Jessai Flores
There’s an old millstone in the Branford courtyard, large and round with a hole in the center perfect for ankle twisting. Brought over from the town of Branford when the courtyard was constructed, it now sits under the shadow of Harkness Tower. Allegedly, it’s cursed. As I was strolling by it one evening, my friend told me that stepping on it brings bad luck — so I did. Scoffing and stomping, I planted my foot directly and purposefully into the middle of that ill-fated stone as if to say “I don’t believe in that stuff.” The rest of the week was a disaster. I fought with a close friend, had a questionable rendezvous, lost my headphones and got the worst grades of my Yale career. The following week, another friend of mine trod on it on our way to Atticus. I didn’t warn her about its evil powers. I thought that perhaps curses can have a placebo effect. Yet, as we were leaving the cafe, she fell head first over the radiator, smacked into the glass, and splattered her iced latte across the window like a crime scene. My first thought? It was the stone. From then on, I vowed never to touch it again.
On the opposite spectrum of Yale superstitions is the Theodore Woolsey Statue on Old Campus. As a tour guide, I get to tell hopeful 17-year-olds and their parents about Woolsey’s lucky foot. I claim that I rub it on the way to a test, or interview, or date. I offer it like a talisman, like a secret I’m letting only them in on. I watch them touch it and take photos with it, believing it will help with their applications or whatever else they’re worrying about, and that always makes me smile.
Truth is, I never rubbed the foot before telling the story, but I’ve started too. On the way to my morning Italian classes, I reach out and pat it in passing. I don’t necessarily believe that the foot or the stone hold any sort of power, but I do like the ritual. I find something warm and comforting in these little habits, these little illusions of control.
Then hitchhiking changed everything. Over a spring break trip to Puerto Rico, my friends and I spent a day hunting waterfalls in the El Yunque forest. We clambered through the jungle, trudging in squelching mud, hopping precariously across wet rocks and futilely applying bug spray every few minutes. When we finally arrived at the waterfalls, the light had begun to turn orange, letting us know the sunset was close at hand. Panic set in. We’d hiked too far too late and the road that we needed to get down the mountain was going to close long before we could get there.

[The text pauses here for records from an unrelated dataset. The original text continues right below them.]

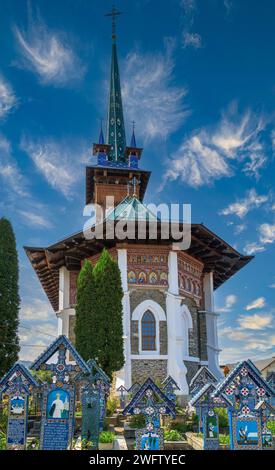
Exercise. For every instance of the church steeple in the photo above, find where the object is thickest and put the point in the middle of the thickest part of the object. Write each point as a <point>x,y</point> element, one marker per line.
<point>115,126</point>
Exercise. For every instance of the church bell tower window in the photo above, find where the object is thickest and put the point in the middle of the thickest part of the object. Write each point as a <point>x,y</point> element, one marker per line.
<point>148,331</point>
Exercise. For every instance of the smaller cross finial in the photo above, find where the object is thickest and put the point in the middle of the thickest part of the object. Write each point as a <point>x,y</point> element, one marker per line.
<point>133,139</point>
<point>113,14</point>
<point>134,183</point>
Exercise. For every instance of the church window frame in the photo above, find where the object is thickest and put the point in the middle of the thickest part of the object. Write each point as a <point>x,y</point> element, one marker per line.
<point>159,315</point>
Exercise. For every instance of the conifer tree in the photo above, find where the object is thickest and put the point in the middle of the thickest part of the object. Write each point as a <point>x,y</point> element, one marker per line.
<point>108,314</point>
<point>84,312</point>
<point>9,297</point>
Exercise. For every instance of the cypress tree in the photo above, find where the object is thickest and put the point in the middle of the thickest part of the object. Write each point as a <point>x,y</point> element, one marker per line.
<point>9,297</point>
<point>84,312</point>
<point>108,314</point>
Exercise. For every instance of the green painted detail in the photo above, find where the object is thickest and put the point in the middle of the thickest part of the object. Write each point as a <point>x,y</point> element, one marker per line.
<point>130,208</point>
<point>115,128</point>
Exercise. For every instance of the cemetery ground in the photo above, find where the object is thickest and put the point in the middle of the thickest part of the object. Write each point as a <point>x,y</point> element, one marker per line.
<point>180,433</point>
<point>65,403</point>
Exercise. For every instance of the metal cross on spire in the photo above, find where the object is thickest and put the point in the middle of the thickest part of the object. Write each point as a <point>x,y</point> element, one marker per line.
<point>113,14</point>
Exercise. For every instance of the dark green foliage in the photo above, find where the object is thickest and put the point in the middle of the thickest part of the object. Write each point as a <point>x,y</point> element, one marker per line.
<point>84,337</point>
<point>108,314</point>
<point>137,421</point>
<point>99,329</point>
<point>9,298</point>
<point>223,417</point>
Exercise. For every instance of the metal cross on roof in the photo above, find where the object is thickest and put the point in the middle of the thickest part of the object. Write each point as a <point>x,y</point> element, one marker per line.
<point>113,14</point>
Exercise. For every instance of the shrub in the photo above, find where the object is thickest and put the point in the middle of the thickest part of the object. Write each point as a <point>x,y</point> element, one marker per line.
<point>172,435</point>
<point>224,439</point>
<point>223,417</point>
<point>137,421</point>
<point>181,427</point>
<point>33,444</point>
<point>112,405</point>
<point>271,427</point>
<point>106,437</point>
<point>3,441</point>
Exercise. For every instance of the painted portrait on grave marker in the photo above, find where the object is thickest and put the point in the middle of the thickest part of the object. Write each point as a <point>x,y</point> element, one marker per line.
<point>150,441</point>
<point>58,404</point>
<point>212,430</point>
<point>247,432</point>
<point>267,440</point>
<point>17,405</point>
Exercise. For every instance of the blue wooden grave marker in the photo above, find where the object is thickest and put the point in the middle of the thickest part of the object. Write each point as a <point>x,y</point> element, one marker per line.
<point>169,387</point>
<point>122,395</point>
<point>17,384</point>
<point>201,378</point>
<point>93,397</point>
<point>246,388</point>
<point>58,406</point>
<point>205,404</point>
<point>134,388</point>
<point>151,402</point>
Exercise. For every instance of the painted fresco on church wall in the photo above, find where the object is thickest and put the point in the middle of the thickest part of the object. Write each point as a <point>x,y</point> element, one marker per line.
<point>148,268</point>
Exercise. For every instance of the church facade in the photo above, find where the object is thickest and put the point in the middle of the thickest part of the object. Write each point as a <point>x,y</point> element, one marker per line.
<point>169,319</point>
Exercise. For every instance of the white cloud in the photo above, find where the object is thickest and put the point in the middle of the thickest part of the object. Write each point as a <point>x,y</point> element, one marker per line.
<point>257,303</point>
<point>191,40</point>
<point>7,98</point>
<point>37,220</point>
<point>230,301</point>
<point>49,55</point>
<point>251,201</point>
<point>150,94</point>
<point>196,163</point>
<point>255,322</point>
<point>261,345</point>
<point>207,155</point>
<point>234,334</point>
<point>267,233</point>
<point>253,248</point>
<point>38,310</point>
<point>240,229</point>
<point>60,163</point>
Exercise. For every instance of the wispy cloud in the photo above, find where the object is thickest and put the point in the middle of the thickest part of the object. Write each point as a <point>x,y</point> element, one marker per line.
<point>255,322</point>
<point>255,304</point>
<point>10,174</point>
<point>230,301</point>
<point>59,162</point>
<point>253,248</point>
<point>251,201</point>
<point>34,219</point>
<point>191,40</point>
<point>208,154</point>
<point>150,94</point>
<point>7,98</point>
<point>39,311</point>
<point>189,37</point>
<point>48,54</point>
<point>267,233</point>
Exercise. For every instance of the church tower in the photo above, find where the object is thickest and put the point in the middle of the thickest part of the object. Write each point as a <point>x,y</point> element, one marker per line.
<point>117,171</point>
<point>169,319</point>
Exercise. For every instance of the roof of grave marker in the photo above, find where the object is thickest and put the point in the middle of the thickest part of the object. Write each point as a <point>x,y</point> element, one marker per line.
<point>54,347</point>
<point>252,371</point>
<point>150,385</point>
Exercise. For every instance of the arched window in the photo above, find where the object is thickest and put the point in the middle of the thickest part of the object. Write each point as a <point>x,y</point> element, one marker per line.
<point>148,331</point>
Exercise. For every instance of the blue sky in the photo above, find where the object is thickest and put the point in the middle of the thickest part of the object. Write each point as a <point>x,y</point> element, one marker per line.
<point>199,80</point>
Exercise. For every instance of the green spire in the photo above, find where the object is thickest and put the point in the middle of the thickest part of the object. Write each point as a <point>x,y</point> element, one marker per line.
<point>115,130</point>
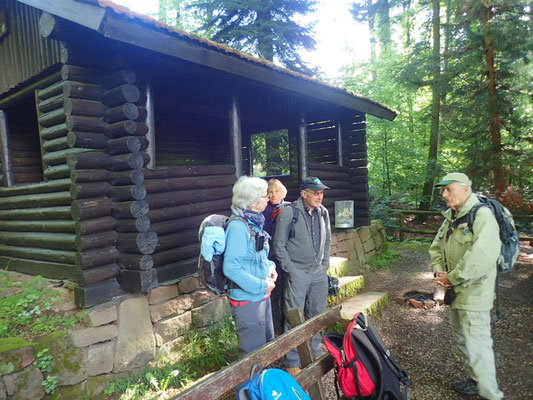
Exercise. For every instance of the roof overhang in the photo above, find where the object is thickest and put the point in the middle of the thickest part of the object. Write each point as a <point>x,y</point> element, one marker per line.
<point>162,39</point>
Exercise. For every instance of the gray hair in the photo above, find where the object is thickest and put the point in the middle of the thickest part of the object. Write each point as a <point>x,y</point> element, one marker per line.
<point>247,191</point>
<point>467,185</point>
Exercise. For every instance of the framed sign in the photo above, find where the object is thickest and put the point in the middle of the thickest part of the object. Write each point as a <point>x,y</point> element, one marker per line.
<point>344,214</point>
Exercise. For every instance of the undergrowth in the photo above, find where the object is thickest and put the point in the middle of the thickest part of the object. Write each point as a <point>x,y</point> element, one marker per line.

That’s when two fellow hikers rounded the corner. They were college girls, a couple years older than us, sun-drenched and smiling. We struck up a conversation, and when we learned they had a car, our luck turned around.
“Could we get a ride back down?”
Suddenly, four of us were crammed into the back of their rental jeep, our shoes caked in orange mud, our knees knocking with every pothole. Then they asked if we wanted to go to a beach with them. My friends and I looked at eachother, all thinking the same thing: at this point, why not?
They took us to the opposite side of the island. We waded into the ocean then sat on the sand and watched the sunset, chatting with each other like old friends. When we parted ways it started to rain. As they went in search of dinner, we realized we were now stranded far from our Airbnb.
We loitered outside the nearest food stall like lost kids, huddling for shelter under the awning, when the owner called out, “Hey I’m closing!”
We braced for a rejection, ready to be tossed into the rain. But his tone softened.
“Are you guys hungry?”
He didn’t want to waste his unsold food so we walked away with two bags of steaming hot empanadas of all kinds, plantain cakes and fried dough — a free meal fit for ten. As we began to chow down, our miraculous drivers reappeared and offered to give us a ride back to the city.
When we finally got home, sunburnt, soaked, with salty hair and sand crusted ankles, we all agreed we had never had more fun. It was the kind of day that makes you want to believe in things. In a universe that has your back. That gives you waterfalls, new friends and free empanadas. But how did we get so lucky? There hadn’t been a stone to step on or a foot to rub — was there another force at work?
What’s more, we ran into the same girls at the beach the next day. Sat on a towel, calling us over like we’d planned to meet up. Even more miraculous, the day after that, our last day there, I saw them sitting on a bench in Old San Juan and we waved in passing as if we were classmates going in opposite directions on old campus. I realized then and there that maybe the foot and the stone were never the point.
At our age, we’ve never had as much freedom or as little direction. We pick our classes, our friends, our future paths; life feels consequential. That’s why college superstitions are so meaningful. Most of us are too rational to say we believe in such forces — but too young, and too lost, not to wish for them.
At the same time, it’s important to see the value in letting go. There’s joy to be found in randomness. In having faith that something is waiting around the corner — a ride, a beach, a man with warm empanadas. Something that you don’t have to summon with the touch of a foot or by stepping on a stone. Something that will come fleetingly but continuously throughout your life like a person you meet once, and then see again and again in the most peculiar ways.
So while I won’t give up on seeing signs quite yet — I still won’t step on the Branford stone — I have started to find comfort in being powerless and not trying to know exactly what’s coming my way.